Code Monkey home page Code Monkey logo

downshow's Introduction

Downshow build status

A simple JavaScript library to convert HTML to markdown.

This library has no external dependencies, and has been tested in Chrome, Safari and Firefox. It probably works with Internet Explorer, but your milage may vary.

Downshow is tiny!, only 4.5kb minified and 1.5kb gzip'ed.

It relies on the browsers DOM engine to parse the input HTML and produce the markdown output. When a browser DOM engine is not available (i.e. when running in the server on node.js) it fallsback on jsdom. In more detail, the DOM tree of the input HTML is processed in reverse breadth first search order (aka reverse level order traversal). Every supported HTML element is replaced with its markdown equivalent, and unsupported elements are stripped out and replaced by their sanitized text contents. The default node parser ignores all element attributes and strips all HTML tags from the output (however this behavior can be overriden through custom node parsers).
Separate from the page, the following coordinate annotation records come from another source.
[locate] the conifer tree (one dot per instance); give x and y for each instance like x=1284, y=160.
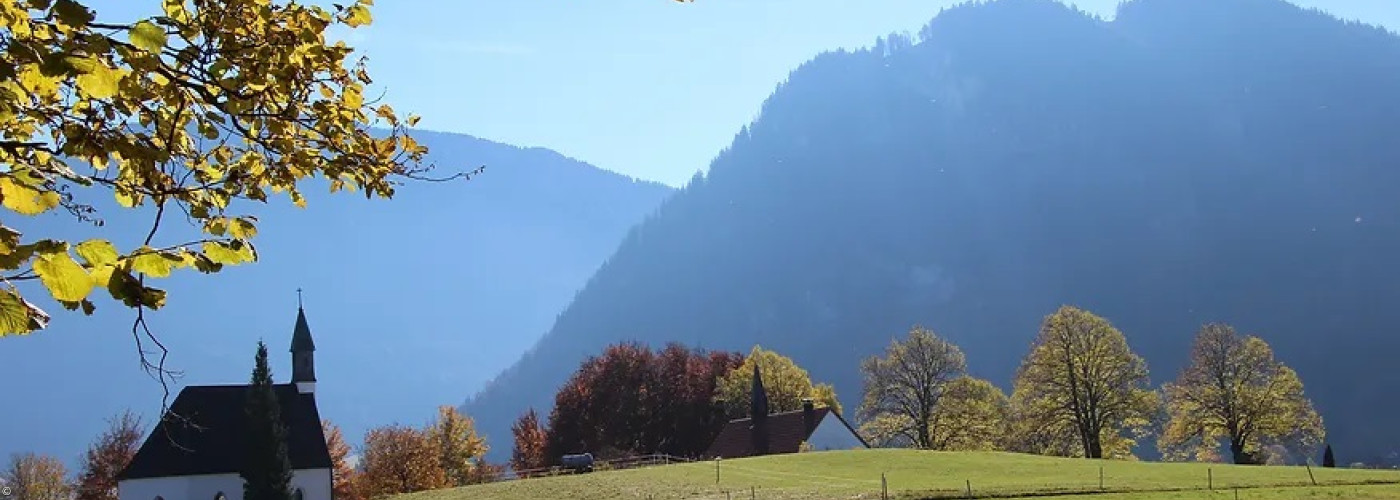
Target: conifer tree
x=266, y=469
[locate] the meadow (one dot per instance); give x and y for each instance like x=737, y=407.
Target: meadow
x=909, y=475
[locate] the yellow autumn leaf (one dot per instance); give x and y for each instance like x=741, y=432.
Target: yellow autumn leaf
x=149, y=37
x=150, y=262
x=63, y=276
x=18, y=317
x=357, y=16
x=97, y=252
x=24, y=199
x=242, y=228
x=228, y=254
x=100, y=83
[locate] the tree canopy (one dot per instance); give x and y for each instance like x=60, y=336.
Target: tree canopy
x=185, y=112
x=399, y=460
x=459, y=447
x=342, y=475
x=107, y=457
x=266, y=467
x=630, y=399
x=905, y=387
x=32, y=476
x=1235, y=391
x=1081, y=390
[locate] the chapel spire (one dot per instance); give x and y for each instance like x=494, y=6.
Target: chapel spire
x=303, y=353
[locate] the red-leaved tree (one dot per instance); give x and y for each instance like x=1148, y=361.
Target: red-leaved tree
x=529, y=443
x=633, y=401
x=108, y=455
x=342, y=475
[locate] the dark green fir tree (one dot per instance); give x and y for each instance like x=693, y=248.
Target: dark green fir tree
x=266, y=471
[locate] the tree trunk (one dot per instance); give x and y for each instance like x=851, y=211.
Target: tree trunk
x=1095, y=448
x=1238, y=454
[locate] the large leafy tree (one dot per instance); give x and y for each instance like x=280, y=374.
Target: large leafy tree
x=399, y=460
x=342, y=475
x=182, y=114
x=970, y=416
x=37, y=478
x=458, y=446
x=907, y=384
x=1082, y=381
x=1235, y=391
x=630, y=399
x=784, y=383
x=108, y=455
x=266, y=468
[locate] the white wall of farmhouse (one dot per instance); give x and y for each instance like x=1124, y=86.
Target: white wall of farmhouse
x=830, y=434
x=314, y=483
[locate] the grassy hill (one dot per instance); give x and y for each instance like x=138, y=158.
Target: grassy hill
x=938, y=475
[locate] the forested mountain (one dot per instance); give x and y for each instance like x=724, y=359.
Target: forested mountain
x=399, y=294
x=1186, y=161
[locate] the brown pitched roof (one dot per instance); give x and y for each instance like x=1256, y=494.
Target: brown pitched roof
x=786, y=434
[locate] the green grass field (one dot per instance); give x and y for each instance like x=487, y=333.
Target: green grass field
x=938, y=475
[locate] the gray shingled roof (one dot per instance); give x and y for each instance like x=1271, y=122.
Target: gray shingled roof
x=205, y=432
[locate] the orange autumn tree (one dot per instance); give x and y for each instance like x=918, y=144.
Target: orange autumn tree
x=529, y=443
x=108, y=455
x=342, y=475
x=399, y=460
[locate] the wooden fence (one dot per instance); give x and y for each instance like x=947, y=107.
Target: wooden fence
x=618, y=464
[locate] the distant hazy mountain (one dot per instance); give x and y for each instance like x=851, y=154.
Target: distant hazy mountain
x=1189, y=161
x=412, y=301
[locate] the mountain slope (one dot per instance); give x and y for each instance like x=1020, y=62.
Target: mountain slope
x=1189, y=161
x=412, y=300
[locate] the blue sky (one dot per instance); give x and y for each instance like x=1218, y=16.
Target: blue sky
x=651, y=88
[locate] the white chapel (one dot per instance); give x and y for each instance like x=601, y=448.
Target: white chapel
x=195, y=451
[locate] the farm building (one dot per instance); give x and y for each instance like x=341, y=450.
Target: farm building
x=195, y=451
x=766, y=433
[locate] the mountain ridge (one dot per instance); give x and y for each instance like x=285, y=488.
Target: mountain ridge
x=947, y=182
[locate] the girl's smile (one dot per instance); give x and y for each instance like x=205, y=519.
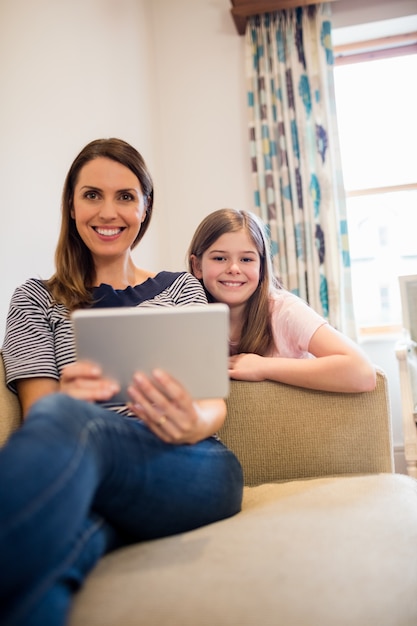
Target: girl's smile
x=230, y=268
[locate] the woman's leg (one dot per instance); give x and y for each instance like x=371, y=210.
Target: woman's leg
x=49, y=540
x=71, y=458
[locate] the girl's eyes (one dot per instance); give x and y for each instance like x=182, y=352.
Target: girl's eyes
x=242, y=260
x=90, y=195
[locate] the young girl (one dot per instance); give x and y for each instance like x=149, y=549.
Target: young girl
x=273, y=334
x=78, y=479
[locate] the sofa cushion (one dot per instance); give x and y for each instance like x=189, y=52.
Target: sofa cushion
x=316, y=552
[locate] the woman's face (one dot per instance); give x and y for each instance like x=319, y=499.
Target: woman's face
x=230, y=268
x=108, y=208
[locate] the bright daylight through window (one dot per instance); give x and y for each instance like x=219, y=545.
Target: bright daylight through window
x=377, y=118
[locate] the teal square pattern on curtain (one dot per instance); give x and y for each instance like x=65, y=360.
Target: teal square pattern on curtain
x=295, y=157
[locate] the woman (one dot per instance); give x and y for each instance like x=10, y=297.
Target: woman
x=86, y=478
x=273, y=333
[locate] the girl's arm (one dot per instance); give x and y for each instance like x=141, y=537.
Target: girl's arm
x=171, y=413
x=340, y=365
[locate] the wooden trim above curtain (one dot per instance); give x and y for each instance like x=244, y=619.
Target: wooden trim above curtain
x=242, y=9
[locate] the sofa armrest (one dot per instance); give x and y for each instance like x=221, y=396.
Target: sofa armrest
x=10, y=412
x=280, y=432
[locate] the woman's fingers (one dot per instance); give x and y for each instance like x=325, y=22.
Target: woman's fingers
x=164, y=404
x=84, y=380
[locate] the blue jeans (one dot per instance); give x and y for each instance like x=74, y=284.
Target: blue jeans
x=78, y=481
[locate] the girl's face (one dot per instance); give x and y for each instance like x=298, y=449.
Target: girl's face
x=230, y=268
x=108, y=208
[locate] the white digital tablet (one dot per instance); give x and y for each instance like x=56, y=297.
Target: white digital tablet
x=189, y=342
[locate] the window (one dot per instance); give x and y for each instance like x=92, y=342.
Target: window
x=377, y=118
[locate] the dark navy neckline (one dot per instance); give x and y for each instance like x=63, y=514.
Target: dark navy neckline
x=105, y=296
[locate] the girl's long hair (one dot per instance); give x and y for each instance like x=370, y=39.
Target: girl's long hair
x=256, y=336
x=74, y=267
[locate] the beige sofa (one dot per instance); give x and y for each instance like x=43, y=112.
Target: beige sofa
x=327, y=535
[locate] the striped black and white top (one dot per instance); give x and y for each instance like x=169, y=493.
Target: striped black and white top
x=39, y=338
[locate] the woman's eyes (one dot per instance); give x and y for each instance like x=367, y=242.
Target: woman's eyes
x=90, y=195
x=126, y=196
x=94, y=195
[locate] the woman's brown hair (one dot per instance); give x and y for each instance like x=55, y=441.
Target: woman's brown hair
x=256, y=337
x=74, y=274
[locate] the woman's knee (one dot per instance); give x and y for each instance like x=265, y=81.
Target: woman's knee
x=58, y=409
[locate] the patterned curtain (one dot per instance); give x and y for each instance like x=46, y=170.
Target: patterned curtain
x=296, y=167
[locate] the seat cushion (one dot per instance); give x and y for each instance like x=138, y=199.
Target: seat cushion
x=316, y=553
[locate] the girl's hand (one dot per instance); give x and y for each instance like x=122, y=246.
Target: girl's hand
x=247, y=367
x=85, y=381
x=170, y=412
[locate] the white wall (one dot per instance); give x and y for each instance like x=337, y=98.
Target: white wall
x=70, y=71
x=166, y=75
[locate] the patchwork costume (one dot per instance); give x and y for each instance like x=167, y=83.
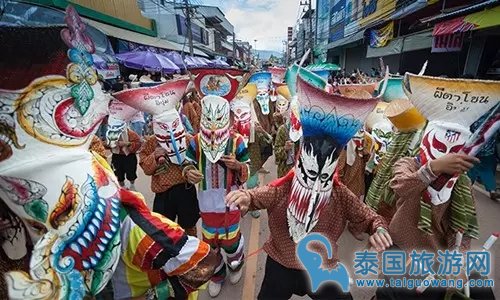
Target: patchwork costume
x=309, y=199
x=430, y=216
x=84, y=229
x=220, y=225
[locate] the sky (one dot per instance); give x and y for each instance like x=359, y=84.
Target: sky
x=263, y=20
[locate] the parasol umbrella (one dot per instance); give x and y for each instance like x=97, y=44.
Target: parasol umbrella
x=323, y=66
x=149, y=61
x=220, y=63
x=176, y=58
x=191, y=62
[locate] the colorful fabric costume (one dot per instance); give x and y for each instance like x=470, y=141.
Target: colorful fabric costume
x=408, y=123
x=309, y=199
x=220, y=225
x=82, y=225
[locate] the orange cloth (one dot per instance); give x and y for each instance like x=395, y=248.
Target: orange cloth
x=343, y=207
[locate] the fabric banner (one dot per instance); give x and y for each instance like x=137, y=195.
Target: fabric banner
x=380, y=37
x=475, y=21
x=447, y=43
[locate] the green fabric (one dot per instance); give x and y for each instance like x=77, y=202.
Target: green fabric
x=463, y=212
x=425, y=222
x=162, y=290
x=398, y=148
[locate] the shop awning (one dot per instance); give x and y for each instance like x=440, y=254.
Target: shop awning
x=347, y=40
x=135, y=37
x=475, y=21
x=421, y=40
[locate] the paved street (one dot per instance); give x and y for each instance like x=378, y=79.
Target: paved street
x=256, y=232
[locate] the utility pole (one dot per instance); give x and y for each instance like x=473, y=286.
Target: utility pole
x=190, y=32
x=311, y=41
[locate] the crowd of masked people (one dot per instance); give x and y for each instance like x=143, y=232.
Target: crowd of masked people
x=182, y=192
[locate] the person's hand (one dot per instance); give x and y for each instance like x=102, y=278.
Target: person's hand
x=238, y=199
x=193, y=176
x=231, y=162
x=380, y=240
x=452, y=164
x=259, y=128
x=160, y=154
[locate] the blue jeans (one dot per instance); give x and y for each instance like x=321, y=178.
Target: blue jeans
x=137, y=127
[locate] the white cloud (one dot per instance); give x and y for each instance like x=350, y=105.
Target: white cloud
x=264, y=21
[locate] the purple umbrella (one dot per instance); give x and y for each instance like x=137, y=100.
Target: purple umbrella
x=148, y=61
x=191, y=62
x=220, y=63
x=176, y=58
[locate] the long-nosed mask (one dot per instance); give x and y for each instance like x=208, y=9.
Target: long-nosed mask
x=171, y=135
x=214, y=127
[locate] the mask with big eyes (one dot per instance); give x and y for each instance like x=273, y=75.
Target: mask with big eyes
x=312, y=185
x=214, y=127
x=441, y=138
x=263, y=99
x=171, y=135
x=114, y=129
x=282, y=104
x=242, y=118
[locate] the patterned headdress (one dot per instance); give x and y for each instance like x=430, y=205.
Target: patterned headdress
x=161, y=101
x=328, y=123
x=263, y=82
x=450, y=106
x=69, y=200
x=243, y=112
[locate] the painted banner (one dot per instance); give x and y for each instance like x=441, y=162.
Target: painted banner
x=219, y=82
x=447, y=42
x=475, y=21
x=380, y=37
x=109, y=71
x=337, y=19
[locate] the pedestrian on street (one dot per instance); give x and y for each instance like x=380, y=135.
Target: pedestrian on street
x=124, y=158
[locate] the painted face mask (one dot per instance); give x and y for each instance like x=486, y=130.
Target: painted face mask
x=119, y=115
x=171, y=135
x=68, y=203
x=242, y=112
x=439, y=139
x=161, y=101
x=263, y=82
x=323, y=139
x=218, y=82
x=382, y=135
x=214, y=127
x=451, y=106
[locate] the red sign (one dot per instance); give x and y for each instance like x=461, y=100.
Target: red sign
x=218, y=82
x=447, y=42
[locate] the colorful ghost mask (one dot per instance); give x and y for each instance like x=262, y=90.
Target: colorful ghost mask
x=323, y=139
x=161, y=101
x=171, y=135
x=263, y=82
x=119, y=116
x=451, y=106
x=214, y=127
x=242, y=110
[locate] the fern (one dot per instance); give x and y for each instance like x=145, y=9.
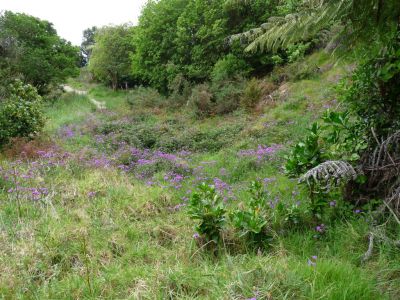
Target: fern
x=361, y=17
x=329, y=173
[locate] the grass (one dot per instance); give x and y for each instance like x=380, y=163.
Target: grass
x=101, y=233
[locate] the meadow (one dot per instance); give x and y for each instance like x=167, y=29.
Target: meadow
x=97, y=206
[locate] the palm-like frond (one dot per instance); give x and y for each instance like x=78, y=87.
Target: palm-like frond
x=316, y=15
x=330, y=173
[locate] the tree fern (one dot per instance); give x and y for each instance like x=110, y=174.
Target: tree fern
x=359, y=17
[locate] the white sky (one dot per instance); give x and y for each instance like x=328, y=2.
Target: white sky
x=71, y=17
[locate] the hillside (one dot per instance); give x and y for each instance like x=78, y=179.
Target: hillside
x=96, y=207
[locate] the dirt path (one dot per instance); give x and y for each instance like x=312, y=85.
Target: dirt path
x=99, y=105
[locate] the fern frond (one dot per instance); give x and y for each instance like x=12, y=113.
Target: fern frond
x=317, y=15
x=330, y=173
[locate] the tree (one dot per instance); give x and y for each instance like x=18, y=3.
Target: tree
x=155, y=42
x=186, y=38
x=110, y=60
x=88, y=43
x=361, y=20
x=21, y=112
x=34, y=52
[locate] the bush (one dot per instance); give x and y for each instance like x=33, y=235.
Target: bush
x=202, y=100
x=208, y=208
x=227, y=97
x=21, y=113
x=228, y=68
x=252, y=219
x=146, y=97
x=251, y=95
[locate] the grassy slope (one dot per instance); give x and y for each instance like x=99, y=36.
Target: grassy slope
x=126, y=243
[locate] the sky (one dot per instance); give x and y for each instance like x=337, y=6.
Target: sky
x=71, y=17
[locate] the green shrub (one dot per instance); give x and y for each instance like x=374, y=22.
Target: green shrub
x=207, y=207
x=202, y=100
x=306, y=154
x=146, y=97
x=227, y=97
x=21, y=113
x=253, y=218
x=228, y=68
x=251, y=94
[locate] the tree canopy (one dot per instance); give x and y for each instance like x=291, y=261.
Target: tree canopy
x=32, y=50
x=110, y=59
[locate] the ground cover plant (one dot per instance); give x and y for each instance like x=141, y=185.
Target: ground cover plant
x=267, y=175
x=99, y=215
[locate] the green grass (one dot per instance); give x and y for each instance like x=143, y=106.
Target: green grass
x=126, y=242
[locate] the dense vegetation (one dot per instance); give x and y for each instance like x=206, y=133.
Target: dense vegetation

The source code is released under the MIT license, and therefore places almost no restrictions on what you can do with it.

Quick Start

Suppose somehwere in your document you have the following html fragment.

<div id="content">
<h1>Downshow</h1>
A simple JavaScript library to convert HTML to markdown.
<h2>Quick Start</h2>
That was <strong>very</strong> simple right?
</div>

Using downshow you can easily convert this HTML fragment to markdown:

var html_content = document.getElementById('content').innerHTML;
var markdown = downshow(html_content);
console.log(markdown);

Which should produce:

# Downshow

A simple JavaScript library to convert HTML to markdown

## Quick Start

That was **very** simple right?

Server-side usage

Install via npm (it requires jsdom).

$ npm install downshow

That is it!, the downshow module is ready to be used in your own nodejs projects. For example:

$ echo 'var downshow=require("downshow"); console.log(downshow("Hello <b>world</b>!"));' | node

Which produces

Hello **world**!

Extending Markdown Syntax

By creating a custom node parser it is possible to change the way the HTML is processed and converted to markdown. Through custom node parsers it is also possible to extend the produced markdown syntax.

To illustrate this, consider the following HTML fragment.

<div id="content">
    Regular text.<br/>
    <b>Bold text</b><br/>
    <em>Italics text</em><br/>
    <u>Underlined text</u><br/>
    <span class="underline">More underlined text</span>
</div>

If we run it through downshow we see the following output.

Regular text.
**Bold text**
_Italics text_
Underlined text
More underlined text

Since the vanilla markdown syntax does not support underlined text, downshow ignored the underline tags and stripped them from the output.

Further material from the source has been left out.